# How long do I leave light on?



## Soda507 (Feb 20, 2010)

I know I have seen this question posted before but I can not seem to locate it on the threads. How long should I leave my tank light on? The tank is a 46 gal bowfront with sandstone rock with holes in it. I have one large fake plant in it as well. Thanks in advance.


----------



## LSBoost (Jan 21, 2010)

What fish? does the tank get any natural lighting (or is it in a dark basement)? If the tank has natural lighting I would only turn the light on one hour a day or as much as you need to view the fish.


----------



## moto_master (Jun 23, 2006)

Unless you have plants or coral, light is just a luxury. If there's any light in the room my fish wake up and are ready for food. So turn on the light when ever you want to look at the fish; when you wake up, or get home from work/school, etc. Just remember that Algae feeds off of Nitrates and light, so if you do start getting algae problems then you will need to do more water changes, or cut back on the light (preferably do more water changes).


----------



## Lowryder (Feb 12, 2010)

I have my lights on a 12\12 cycle, never had an algae problem yet.


----------



## upthecreek (Dec 27, 2009)

Lights 12/12 ..whats the use of setting up a tank if you leave your lights off ?


----------



## LSBoost (Jan 21, 2010)

Why leave it on if you're not there to see the fish?


----------



## jordan_101 (Mar 21, 2010)

I find 10 on and 14 off is good don't have alge problems and I find it helped my fish to open up to me cuz when I left the light of all the time and turned it on jus to look at them they were affraid to come out from hiding and now that I use 10on and 14 off they never hide from me even if I was to scare them


----------



## fmueller (Jan 11, 2004)

Life plants benefit from lights for about 8h per day. More intense light during that period will give you more plant growths. I find 1.5wpg of 6500K light ideal for my setups without CO2 and fertilizers.

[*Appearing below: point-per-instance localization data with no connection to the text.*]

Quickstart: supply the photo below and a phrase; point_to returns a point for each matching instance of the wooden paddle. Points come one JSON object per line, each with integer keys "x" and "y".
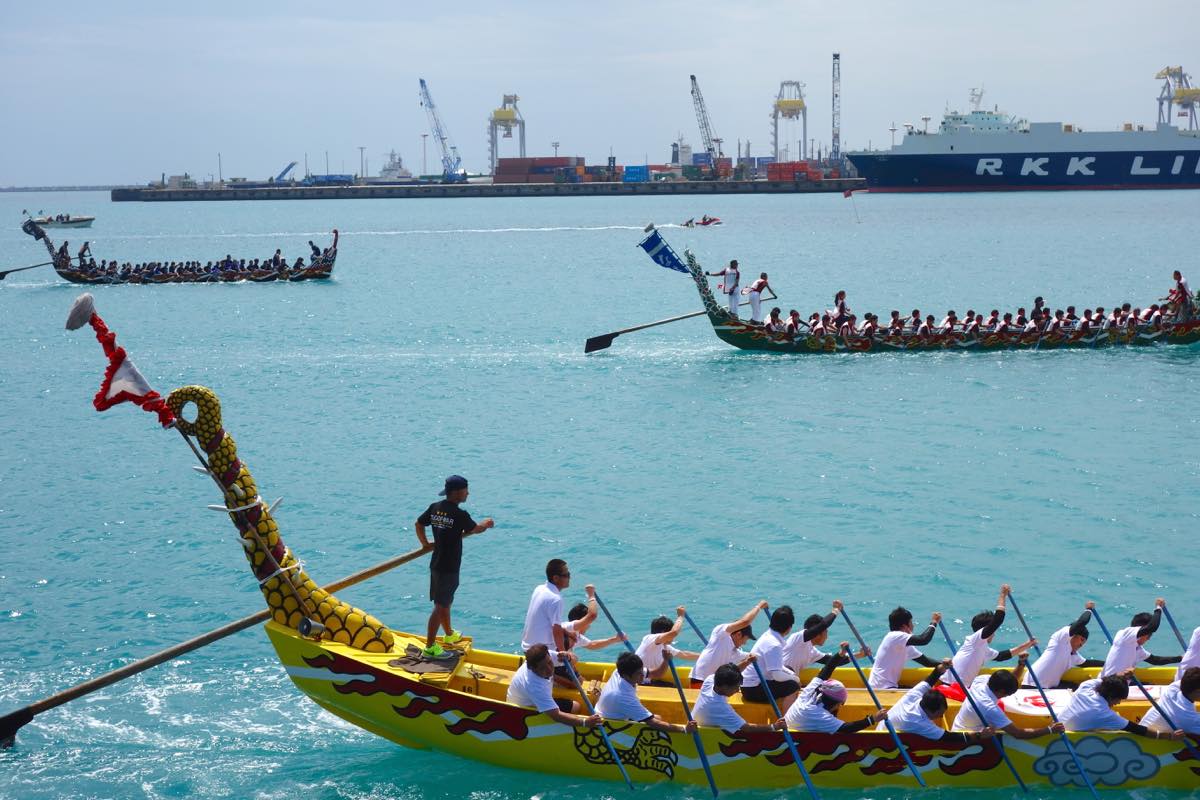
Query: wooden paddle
{"x": 695, "y": 734}
{"x": 887, "y": 721}
{"x": 22, "y": 269}
{"x": 978, "y": 711}
{"x": 1066, "y": 739}
{"x": 13, "y": 721}
{"x": 604, "y": 341}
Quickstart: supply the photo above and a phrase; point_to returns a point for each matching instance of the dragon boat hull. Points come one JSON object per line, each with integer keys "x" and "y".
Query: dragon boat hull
{"x": 354, "y": 666}
{"x": 747, "y": 336}
{"x": 319, "y": 269}
{"x": 73, "y": 222}
{"x": 459, "y": 714}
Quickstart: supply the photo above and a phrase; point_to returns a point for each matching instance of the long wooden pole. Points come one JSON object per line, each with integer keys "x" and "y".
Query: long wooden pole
{"x": 12, "y": 722}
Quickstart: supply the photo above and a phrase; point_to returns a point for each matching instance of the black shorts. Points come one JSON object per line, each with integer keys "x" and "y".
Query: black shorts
{"x": 778, "y": 689}
{"x": 442, "y": 588}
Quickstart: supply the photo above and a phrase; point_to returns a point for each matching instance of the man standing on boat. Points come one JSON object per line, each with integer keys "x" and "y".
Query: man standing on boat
{"x": 756, "y": 290}
{"x": 450, "y": 523}
{"x": 732, "y": 280}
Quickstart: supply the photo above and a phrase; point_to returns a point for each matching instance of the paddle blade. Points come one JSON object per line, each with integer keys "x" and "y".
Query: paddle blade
{"x": 599, "y": 342}
{"x": 81, "y": 312}
{"x": 11, "y": 723}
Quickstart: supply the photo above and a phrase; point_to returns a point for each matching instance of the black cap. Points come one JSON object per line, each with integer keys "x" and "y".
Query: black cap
{"x": 748, "y": 631}
{"x": 454, "y": 483}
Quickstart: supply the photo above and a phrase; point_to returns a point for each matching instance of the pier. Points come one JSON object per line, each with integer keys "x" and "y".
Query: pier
{"x": 485, "y": 190}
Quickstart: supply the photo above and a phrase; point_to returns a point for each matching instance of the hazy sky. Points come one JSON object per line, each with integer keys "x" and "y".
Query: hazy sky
{"x": 96, "y": 92}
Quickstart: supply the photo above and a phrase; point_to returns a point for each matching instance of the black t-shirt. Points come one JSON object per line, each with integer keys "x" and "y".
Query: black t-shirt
{"x": 449, "y": 523}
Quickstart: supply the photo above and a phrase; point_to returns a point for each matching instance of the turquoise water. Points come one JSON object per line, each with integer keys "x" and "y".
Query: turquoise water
{"x": 669, "y": 469}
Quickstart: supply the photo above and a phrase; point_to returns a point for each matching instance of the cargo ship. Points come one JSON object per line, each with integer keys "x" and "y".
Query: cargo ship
{"x": 988, "y": 150}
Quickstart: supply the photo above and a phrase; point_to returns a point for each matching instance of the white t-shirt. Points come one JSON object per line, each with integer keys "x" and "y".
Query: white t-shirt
{"x": 1181, "y": 710}
{"x": 1191, "y": 656}
{"x": 1056, "y": 659}
{"x": 971, "y": 657}
{"x": 889, "y": 660}
{"x": 769, "y": 649}
{"x": 1125, "y": 653}
{"x": 531, "y": 690}
{"x": 1090, "y": 711}
{"x": 799, "y": 654}
{"x": 651, "y": 653}
{"x": 545, "y": 611}
{"x": 718, "y": 653}
{"x": 732, "y": 277}
{"x": 714, "y": 710}
{"x": 983, "y": 696}
{"x": 618, "y": 701}
{"x": 808, "y": 714}
{"x": 907, "y": 717}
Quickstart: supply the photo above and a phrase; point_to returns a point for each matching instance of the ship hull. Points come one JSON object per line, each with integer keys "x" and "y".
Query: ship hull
{"x": 991, "y": 172}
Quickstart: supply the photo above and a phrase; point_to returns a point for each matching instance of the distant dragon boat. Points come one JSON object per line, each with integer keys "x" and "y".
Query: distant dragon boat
{"x": 316, "y": 269}
{"x": 373, "y": 677}
{"x": 65, "y": 221}
{"x": 748, "y": 336}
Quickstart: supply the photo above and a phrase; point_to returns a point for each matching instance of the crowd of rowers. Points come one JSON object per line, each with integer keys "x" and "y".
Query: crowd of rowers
{"x": 225, "y": 269}
{"x": 723, "y": 669}
{"x": 1177, "y": 306}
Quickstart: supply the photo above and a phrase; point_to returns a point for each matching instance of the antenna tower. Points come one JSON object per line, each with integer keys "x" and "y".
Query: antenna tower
{"x": 835, "y": 148}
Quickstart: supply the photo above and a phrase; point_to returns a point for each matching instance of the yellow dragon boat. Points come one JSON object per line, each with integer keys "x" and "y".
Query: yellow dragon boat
{"x": 361, "y": 671}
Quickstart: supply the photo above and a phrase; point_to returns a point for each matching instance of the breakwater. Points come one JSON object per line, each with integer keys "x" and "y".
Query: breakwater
{"x": 485, "y": 190}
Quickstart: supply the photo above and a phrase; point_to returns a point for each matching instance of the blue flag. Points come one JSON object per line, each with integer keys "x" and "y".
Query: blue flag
{"x": 661, "y": 253}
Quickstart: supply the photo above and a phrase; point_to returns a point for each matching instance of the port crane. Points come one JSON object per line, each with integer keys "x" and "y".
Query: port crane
{"x": 1177, "y": 90}
{"x": 790, "y": 106}
{"x": 283, "y": 175}
{"x": 712, "y": 143}
{"x": 451, "y": 164}
{"x": 505, "y": 118}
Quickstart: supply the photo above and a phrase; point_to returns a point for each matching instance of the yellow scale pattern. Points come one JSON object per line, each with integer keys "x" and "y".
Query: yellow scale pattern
{"x": 291, "y": 595}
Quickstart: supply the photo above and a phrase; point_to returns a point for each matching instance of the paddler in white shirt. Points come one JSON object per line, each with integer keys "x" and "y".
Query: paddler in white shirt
{"x": 1062, "y": 653}
{"x": 816, "y": 709}
{"x": 919, "y": 710}
{"x": 725, "y": 645}
{"x": 898, "y": 647}
{"x": 756, "y": 290}
{"x": 976, "y": 649}
{"x": 781, "y": 683}
{"x": 1091, "y": 709}
{"x": 731, "y": 284}
{"x": 1128, "y": 643}
{"x": 618, "y": 698}
{"x": 802, "y": 649}
{"x": 1180, "y": 703}
{"x": 657, "y": 642}
{"x": 1191, "y": 656}
{"x": 988, "y": 691}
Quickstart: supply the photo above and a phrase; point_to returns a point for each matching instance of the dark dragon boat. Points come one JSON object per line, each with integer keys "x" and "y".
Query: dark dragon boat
{"x": 751, "y": 336}
{"x": 318, "y": 268}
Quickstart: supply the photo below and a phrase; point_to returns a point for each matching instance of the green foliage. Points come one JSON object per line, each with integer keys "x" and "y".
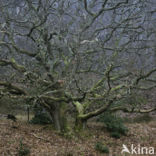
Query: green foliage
{"x": 23, "y": 149}
{"x": 143, "y": 118}
{"x": 116, "y": 135}
{"x": 41, "y": 118}
{"x": 113, "y": 124}
{"x": 101, "y": 147}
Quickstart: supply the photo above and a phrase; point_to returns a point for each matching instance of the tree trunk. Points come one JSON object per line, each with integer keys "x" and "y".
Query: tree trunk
{"x": 80, "y": 124}
{"x": 59, "y": 117}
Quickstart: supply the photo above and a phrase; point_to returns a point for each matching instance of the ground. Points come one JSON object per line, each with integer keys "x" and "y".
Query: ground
{"x": 43, "y": 141}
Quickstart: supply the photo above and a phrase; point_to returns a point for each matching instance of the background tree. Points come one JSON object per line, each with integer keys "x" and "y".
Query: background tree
{"x": 91, "y": 54}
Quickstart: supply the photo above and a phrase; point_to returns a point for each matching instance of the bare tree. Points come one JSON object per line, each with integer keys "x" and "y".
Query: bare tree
{"x": 88, "y": 53}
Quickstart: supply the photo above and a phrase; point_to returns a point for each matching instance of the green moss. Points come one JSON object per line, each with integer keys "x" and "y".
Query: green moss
{"x": 101, "y": 147}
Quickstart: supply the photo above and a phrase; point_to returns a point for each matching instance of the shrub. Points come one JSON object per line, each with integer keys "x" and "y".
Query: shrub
{"x": 113, "y": 124}
{"x": 41, "y": 118}
{"x": 23, "y": 149}
{"x": 101, "y": 147}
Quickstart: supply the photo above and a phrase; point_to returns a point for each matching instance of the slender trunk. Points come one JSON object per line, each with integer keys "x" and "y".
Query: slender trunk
{"x": 59, "y": 117}
{"x": 80, "y": 124}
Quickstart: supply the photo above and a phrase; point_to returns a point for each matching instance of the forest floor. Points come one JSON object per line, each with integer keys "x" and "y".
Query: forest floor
{"x": 43, "y": 141}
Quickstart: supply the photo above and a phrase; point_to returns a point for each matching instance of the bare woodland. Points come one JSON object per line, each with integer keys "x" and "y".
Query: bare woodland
{"x": 84, "y": 57}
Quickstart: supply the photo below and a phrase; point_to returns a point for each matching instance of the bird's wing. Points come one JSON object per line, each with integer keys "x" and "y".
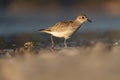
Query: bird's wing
{"x": 60, "y": 26}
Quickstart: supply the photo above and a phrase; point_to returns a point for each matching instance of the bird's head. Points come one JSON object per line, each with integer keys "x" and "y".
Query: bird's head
{"x": 83, "y": 18}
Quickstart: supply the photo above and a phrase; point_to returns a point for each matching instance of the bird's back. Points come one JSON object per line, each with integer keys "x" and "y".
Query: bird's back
{"x": 61, "y": 26}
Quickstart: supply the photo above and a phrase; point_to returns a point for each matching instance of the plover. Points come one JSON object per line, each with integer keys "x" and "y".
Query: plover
{"x": 65, "y": 29}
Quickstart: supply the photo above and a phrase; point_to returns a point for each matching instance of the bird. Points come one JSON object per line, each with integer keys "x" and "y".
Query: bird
{"x": 65, "y": 29}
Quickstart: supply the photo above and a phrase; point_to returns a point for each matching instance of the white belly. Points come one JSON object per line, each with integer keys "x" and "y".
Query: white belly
{"x": 62, "y": 34}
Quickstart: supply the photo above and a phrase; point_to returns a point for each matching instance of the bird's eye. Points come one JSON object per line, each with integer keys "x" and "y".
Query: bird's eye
{"x": 83, "y": 17}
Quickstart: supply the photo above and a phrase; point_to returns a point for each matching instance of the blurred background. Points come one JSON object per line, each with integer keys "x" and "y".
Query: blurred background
{"x": 20, "y": 20}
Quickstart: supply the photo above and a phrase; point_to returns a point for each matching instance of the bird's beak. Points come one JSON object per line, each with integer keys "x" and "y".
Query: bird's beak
{"x": 89, "y": 20}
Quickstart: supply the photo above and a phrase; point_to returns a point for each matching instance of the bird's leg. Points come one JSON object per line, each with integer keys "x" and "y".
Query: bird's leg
{"x": 52, "y": 42}
{"x": 65, "y": 43}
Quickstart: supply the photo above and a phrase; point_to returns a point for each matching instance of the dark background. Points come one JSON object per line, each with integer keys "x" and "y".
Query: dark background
{"x": 20, "y": 20}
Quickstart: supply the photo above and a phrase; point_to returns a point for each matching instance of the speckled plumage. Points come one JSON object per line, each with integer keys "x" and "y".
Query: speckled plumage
{"x": 66, "y": 28}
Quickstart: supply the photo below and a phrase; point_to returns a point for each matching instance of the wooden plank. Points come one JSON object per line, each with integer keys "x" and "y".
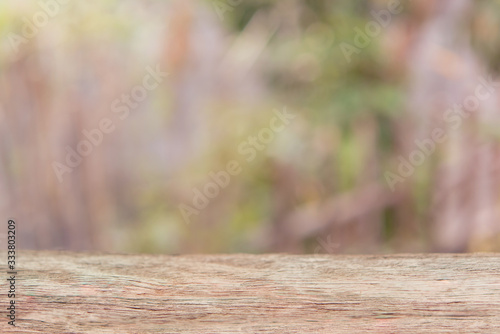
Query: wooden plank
{"x": 277, "y": 293}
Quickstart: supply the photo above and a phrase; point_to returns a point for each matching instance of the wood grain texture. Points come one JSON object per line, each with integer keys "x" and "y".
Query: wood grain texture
{"x": 95, "y": 293}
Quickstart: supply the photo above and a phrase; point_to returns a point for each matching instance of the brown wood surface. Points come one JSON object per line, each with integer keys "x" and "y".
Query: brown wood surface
{"x": 278, "y": 293}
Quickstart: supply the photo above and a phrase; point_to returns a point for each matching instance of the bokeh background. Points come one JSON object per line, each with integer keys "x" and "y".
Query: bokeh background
{"x": 319, "y": 186}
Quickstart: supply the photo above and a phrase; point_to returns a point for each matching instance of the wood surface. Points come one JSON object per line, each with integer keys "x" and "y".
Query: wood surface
{"x": 277, "y": 293}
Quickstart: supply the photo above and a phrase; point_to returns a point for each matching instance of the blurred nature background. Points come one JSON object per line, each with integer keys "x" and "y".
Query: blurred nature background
{"x": 319, "y": 186}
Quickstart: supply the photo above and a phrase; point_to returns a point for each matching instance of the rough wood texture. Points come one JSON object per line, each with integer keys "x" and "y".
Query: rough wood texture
{"x": 88, "y": 293}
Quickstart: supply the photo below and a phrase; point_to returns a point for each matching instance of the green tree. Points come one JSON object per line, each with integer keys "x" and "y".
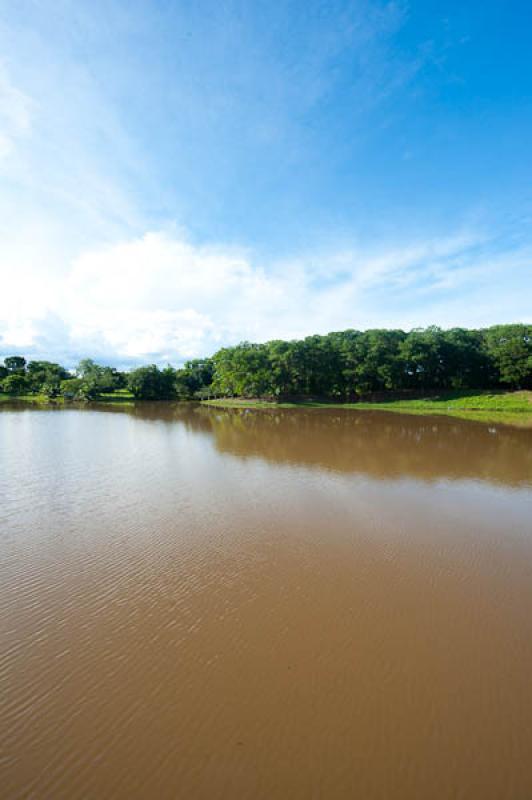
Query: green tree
{"x": 15, "y": 364}
{"x": 15, "y": 384}
{"x": 151, "y": 383}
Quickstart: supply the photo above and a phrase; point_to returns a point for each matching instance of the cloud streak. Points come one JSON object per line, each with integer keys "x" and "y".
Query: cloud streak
{"x": 161, "y": 298}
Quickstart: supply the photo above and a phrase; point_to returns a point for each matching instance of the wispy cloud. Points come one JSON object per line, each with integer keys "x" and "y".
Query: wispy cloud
{"x": 15, "y": 114}
{"x": 159, "y": 297}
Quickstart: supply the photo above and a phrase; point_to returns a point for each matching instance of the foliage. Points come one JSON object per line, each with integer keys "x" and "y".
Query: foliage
{"x": 339, "y": 367}
{"x": 152, "y": 383}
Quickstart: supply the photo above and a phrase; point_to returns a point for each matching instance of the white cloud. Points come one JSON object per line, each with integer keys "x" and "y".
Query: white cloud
{"x": 15, "y": 114}
{"x": 161, "y": 298}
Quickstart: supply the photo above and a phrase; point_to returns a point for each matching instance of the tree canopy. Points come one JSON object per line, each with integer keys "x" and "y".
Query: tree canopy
{"x": 343, "y": 365}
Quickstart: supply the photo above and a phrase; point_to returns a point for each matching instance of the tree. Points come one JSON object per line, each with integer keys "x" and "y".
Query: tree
{"x": 100, "y": 379}
{"x": 509, "y": 348}
{"x": 15, "y": 384}
{"x": 45, "y": 376}
{"x": 151, "y": 383}
{"x": 15, "y": 364}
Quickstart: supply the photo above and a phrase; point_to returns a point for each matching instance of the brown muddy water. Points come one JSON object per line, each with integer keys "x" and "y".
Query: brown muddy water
{"x": 199, "y": 603}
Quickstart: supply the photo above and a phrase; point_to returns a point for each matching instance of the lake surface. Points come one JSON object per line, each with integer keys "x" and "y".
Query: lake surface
{"x": 197, "y": 603}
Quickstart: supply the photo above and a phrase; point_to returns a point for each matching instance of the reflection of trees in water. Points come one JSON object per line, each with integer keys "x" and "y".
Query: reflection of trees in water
{"x": 376, "y": 443}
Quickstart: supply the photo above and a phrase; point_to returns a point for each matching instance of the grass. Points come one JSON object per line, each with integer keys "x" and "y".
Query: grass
{"x": 485, "y": 406}
{"x": 120, "y": 396}
{"x": 34, "y": 399}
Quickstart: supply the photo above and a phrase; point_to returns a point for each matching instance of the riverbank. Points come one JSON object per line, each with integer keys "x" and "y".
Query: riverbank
{"x": 503, "y": 407}
{"x": 484, "y": 406}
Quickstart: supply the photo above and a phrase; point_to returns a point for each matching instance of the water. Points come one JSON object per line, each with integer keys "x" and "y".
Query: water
{"x": 298, "y": 604}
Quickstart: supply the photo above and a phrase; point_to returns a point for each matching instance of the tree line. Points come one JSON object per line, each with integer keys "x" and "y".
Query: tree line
{"x": 343, "y": 366}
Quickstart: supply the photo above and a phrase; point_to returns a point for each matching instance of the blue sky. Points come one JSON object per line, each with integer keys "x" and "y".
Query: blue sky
{"x": 177, "y": 176}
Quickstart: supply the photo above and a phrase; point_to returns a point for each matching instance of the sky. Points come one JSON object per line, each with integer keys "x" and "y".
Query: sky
{"x": 177, "y": 176}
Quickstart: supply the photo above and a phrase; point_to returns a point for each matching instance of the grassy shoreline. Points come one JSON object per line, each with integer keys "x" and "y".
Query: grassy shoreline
{"x": 507, "y": 407}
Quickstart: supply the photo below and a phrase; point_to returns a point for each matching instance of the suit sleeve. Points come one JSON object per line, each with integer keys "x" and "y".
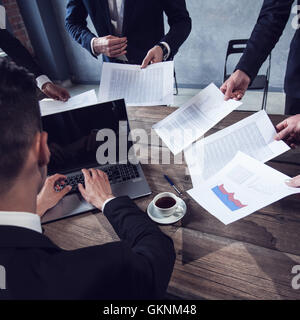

Algae can benefit from light pretty much 24x7. The longer you leave the lights on, the more algae you will grow. Of course depending on your fish, they might appreciate some algae as food source - mbuna and tropheus come to mind.

Leaving plants and algae aside, how long you leave on the lights is really a question of personal preference. Your cichlids won't care much about light, but some species are more active during the day and others during the night. As others have described, you can influence their behavior somewhat via the lighting.


----------